Directed by: Jonas Quastel
Screenplay: Patrick Dussault, Andrew Bronstein & Jonas Quastel
Starring: Gary Daniels, Peter Weller, Arkie Reece and Alexandra Weaver

It’s forced-into-underground-tournament-fighting time once again as Gary Daniels steps into the ring to pay off the debt owed by his scuzzy brother to evil fight promoter Peter Weller. Yep, in the B-movie action world you’ve seen this scenario a million times but thanks to a great dramatic performance from Gary Daniels and an excellent supporting cast Forced to Fight is a solid little fight flick that recalls the 90s heydays when these types of flicks were a dime a dozen on video store shelves.

While there is plenty of knuckle dusting fight action, Forced to Fight arguably works better when it focuses on the drama. In a refreshing take on the underground fight set-up, Daniel’s character, who we first meet as a loving family man trying to make an honest living, gets seduced by the violent and quick money making fight life and sees his personality changing. The opposite happens to his brother (well played by Arkie Reece) who left to heal at Daniels’ home (after a major beating from Weller’s goons) and take care of the family learns to be a better person and leave his shady past behind. It’s a nice bit of role reversal and thanks to a role that allows Daniels’s to act his transformation adds a bit of grit and suspense to proceedings. In addition, his character also shows insecurities about fighting which makes for another refreshing aspect: a hero not always sure he is up to the task and whether his fight skills are as good as his opponents.
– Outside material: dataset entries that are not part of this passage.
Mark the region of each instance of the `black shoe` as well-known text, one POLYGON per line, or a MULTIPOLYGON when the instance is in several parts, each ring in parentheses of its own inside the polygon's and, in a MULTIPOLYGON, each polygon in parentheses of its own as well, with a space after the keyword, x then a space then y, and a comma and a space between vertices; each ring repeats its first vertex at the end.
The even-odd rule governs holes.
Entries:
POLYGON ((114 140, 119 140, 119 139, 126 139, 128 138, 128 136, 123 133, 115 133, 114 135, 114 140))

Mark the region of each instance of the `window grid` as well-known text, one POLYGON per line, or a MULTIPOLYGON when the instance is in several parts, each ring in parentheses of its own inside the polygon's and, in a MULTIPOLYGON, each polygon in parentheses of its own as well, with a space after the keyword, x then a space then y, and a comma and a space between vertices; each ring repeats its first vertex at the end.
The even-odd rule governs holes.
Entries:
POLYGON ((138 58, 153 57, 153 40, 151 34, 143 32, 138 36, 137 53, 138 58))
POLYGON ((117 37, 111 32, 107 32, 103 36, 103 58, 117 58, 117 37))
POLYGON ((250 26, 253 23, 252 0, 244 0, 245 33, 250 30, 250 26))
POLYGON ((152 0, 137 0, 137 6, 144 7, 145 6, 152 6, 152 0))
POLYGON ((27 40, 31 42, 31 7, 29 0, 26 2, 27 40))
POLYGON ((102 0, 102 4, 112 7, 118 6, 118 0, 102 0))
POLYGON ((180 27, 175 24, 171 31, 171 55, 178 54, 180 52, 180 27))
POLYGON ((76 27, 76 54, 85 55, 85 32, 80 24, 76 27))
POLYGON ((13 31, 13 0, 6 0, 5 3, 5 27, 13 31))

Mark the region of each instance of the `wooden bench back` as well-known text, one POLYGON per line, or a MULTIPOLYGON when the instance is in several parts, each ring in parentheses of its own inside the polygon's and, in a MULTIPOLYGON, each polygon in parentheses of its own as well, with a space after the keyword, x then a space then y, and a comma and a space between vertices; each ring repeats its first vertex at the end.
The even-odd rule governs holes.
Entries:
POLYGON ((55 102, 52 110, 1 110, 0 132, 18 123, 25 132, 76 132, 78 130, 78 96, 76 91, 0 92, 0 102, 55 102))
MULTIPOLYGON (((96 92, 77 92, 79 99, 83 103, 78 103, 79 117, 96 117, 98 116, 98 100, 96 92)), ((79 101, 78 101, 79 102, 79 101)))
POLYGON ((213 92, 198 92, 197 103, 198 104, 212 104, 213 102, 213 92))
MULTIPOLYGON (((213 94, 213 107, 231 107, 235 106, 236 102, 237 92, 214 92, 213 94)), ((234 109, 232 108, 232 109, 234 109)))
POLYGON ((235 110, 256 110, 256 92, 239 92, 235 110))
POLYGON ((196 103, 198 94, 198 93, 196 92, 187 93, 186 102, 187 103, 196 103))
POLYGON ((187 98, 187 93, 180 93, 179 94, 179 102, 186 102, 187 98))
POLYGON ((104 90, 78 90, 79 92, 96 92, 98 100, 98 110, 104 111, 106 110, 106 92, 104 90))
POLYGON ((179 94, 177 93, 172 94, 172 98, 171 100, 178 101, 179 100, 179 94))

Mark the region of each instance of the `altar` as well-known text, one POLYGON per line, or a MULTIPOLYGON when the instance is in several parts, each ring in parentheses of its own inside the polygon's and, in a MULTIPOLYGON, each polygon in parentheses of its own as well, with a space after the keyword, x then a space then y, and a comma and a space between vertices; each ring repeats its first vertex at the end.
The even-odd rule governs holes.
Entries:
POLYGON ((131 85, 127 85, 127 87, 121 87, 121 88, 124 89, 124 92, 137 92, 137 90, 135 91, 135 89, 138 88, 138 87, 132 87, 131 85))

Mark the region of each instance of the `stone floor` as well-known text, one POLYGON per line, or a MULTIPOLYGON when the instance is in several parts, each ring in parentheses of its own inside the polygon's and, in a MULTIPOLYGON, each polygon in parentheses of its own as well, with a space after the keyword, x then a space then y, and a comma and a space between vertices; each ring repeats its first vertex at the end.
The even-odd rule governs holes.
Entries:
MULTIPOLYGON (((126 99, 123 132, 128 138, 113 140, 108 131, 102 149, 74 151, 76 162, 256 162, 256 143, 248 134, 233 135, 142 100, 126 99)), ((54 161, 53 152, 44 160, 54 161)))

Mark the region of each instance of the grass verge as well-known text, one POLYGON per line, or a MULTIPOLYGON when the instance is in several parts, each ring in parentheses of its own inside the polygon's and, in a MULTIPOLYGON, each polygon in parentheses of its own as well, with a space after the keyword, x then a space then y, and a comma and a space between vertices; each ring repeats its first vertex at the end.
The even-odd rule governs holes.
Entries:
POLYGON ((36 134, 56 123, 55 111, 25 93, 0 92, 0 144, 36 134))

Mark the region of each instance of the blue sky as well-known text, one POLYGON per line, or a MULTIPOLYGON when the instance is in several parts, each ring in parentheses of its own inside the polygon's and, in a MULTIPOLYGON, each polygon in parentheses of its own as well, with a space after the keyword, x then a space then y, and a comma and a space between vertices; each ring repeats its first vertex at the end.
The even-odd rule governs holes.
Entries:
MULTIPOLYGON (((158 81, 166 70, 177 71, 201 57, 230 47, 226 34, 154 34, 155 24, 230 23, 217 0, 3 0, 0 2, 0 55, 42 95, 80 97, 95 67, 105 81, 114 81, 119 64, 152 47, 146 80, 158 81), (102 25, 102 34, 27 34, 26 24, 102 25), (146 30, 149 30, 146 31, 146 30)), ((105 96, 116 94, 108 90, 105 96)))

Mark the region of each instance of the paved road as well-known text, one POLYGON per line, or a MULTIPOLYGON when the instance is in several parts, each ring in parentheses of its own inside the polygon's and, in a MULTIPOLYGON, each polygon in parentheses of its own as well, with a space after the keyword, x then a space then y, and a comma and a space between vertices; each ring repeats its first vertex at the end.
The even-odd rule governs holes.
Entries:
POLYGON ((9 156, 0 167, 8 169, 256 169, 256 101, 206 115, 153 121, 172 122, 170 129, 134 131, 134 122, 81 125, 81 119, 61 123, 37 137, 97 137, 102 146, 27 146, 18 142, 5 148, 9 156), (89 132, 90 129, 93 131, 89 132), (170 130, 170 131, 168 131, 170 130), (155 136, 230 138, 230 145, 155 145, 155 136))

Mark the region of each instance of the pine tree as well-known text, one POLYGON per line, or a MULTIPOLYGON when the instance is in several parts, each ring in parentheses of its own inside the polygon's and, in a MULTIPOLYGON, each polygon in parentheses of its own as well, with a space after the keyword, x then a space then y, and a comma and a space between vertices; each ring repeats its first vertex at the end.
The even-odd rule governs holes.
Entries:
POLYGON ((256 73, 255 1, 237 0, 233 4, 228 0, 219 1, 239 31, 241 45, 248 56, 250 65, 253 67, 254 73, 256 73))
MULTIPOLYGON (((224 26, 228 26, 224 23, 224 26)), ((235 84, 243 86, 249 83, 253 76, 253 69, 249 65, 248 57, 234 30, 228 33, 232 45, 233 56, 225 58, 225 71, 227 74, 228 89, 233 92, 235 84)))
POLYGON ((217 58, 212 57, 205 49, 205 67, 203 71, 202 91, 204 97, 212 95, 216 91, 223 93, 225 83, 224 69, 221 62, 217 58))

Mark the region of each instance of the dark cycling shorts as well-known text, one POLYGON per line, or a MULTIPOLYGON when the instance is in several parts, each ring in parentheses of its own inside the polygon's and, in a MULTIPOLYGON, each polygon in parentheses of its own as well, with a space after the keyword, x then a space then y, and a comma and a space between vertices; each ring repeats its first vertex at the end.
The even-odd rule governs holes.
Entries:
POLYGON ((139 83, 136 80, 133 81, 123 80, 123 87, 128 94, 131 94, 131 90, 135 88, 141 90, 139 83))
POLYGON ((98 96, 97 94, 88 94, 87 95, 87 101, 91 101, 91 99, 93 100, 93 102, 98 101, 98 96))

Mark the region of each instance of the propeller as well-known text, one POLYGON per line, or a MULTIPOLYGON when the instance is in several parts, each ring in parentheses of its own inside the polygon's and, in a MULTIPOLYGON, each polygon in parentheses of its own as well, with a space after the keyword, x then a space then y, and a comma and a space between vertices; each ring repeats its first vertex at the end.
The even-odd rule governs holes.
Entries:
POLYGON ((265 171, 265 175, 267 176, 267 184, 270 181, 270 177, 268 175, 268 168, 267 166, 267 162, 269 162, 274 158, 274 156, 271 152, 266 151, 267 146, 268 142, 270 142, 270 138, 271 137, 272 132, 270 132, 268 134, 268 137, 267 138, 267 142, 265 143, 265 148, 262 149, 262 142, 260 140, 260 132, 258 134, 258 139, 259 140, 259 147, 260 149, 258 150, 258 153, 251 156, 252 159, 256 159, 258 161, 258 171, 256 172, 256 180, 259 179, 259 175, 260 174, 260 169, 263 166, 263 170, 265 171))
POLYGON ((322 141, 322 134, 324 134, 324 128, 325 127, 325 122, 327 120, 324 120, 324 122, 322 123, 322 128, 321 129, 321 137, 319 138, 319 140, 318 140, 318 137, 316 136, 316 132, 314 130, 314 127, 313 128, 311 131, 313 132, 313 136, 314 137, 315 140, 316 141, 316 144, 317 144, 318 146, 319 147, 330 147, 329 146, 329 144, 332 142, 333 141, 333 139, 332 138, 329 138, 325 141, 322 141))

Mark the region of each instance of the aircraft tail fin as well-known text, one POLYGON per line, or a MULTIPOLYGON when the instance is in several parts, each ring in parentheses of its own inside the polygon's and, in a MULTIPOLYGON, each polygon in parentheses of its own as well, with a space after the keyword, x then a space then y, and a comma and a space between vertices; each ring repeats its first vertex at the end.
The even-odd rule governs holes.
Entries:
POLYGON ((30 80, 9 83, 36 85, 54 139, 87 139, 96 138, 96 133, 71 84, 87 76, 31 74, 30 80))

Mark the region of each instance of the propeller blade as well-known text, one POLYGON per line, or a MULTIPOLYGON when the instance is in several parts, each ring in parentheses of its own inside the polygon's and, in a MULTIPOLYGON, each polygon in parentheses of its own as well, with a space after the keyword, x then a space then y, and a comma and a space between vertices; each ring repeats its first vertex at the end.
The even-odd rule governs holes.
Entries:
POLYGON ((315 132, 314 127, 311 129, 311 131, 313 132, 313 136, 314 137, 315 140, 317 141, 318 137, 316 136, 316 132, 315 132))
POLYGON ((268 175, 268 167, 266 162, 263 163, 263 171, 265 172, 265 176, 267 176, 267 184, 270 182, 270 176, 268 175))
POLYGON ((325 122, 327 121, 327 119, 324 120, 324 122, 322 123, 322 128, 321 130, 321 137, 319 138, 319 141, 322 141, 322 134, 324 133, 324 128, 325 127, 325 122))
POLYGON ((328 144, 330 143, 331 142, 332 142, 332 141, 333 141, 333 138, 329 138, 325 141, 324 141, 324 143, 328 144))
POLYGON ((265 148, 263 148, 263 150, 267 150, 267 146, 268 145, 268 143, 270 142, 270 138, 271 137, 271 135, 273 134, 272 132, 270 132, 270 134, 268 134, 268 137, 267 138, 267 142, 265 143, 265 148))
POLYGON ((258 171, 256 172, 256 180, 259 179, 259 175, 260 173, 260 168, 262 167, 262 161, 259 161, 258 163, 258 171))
Don’t worry though, as Daniels still proves he is a badass when it comes to the fights and there are plenty of them. Still in great shape and one of the most capable screen fighters around, Daniels cuts loose in a series of brutal MMA style fight sequences which have a tough and bloody edge to them. Unfortunately, they do get a bit repetitive in style and there is an overuse of too much-close-camerawork and unnecessary flashing lights in an attempt to liven the fights up. It’s not needed and the camera should be pulled back and allow the fights to play out rather than rush through them with swirling camera movements and distracting flashing lights. But as mentioned, Daniels is still a gifted fighter and there are some impressive training scenes in the build up to the tournament.

While this is definitely Daniels’ show he’s got good support from the cast playing his family as well as acting heavyweight and all round legend, Peter Weller. Despite the often cartoon nature of his villain (and not to mention some ridiculous clothes!), Weller does menace and all-out-badassery well and seems to be having a hoot playing such a bastard.

A solid entry in the tournament fighting genre and an engaging drama thanks to Gary Daniel’s impressive performance.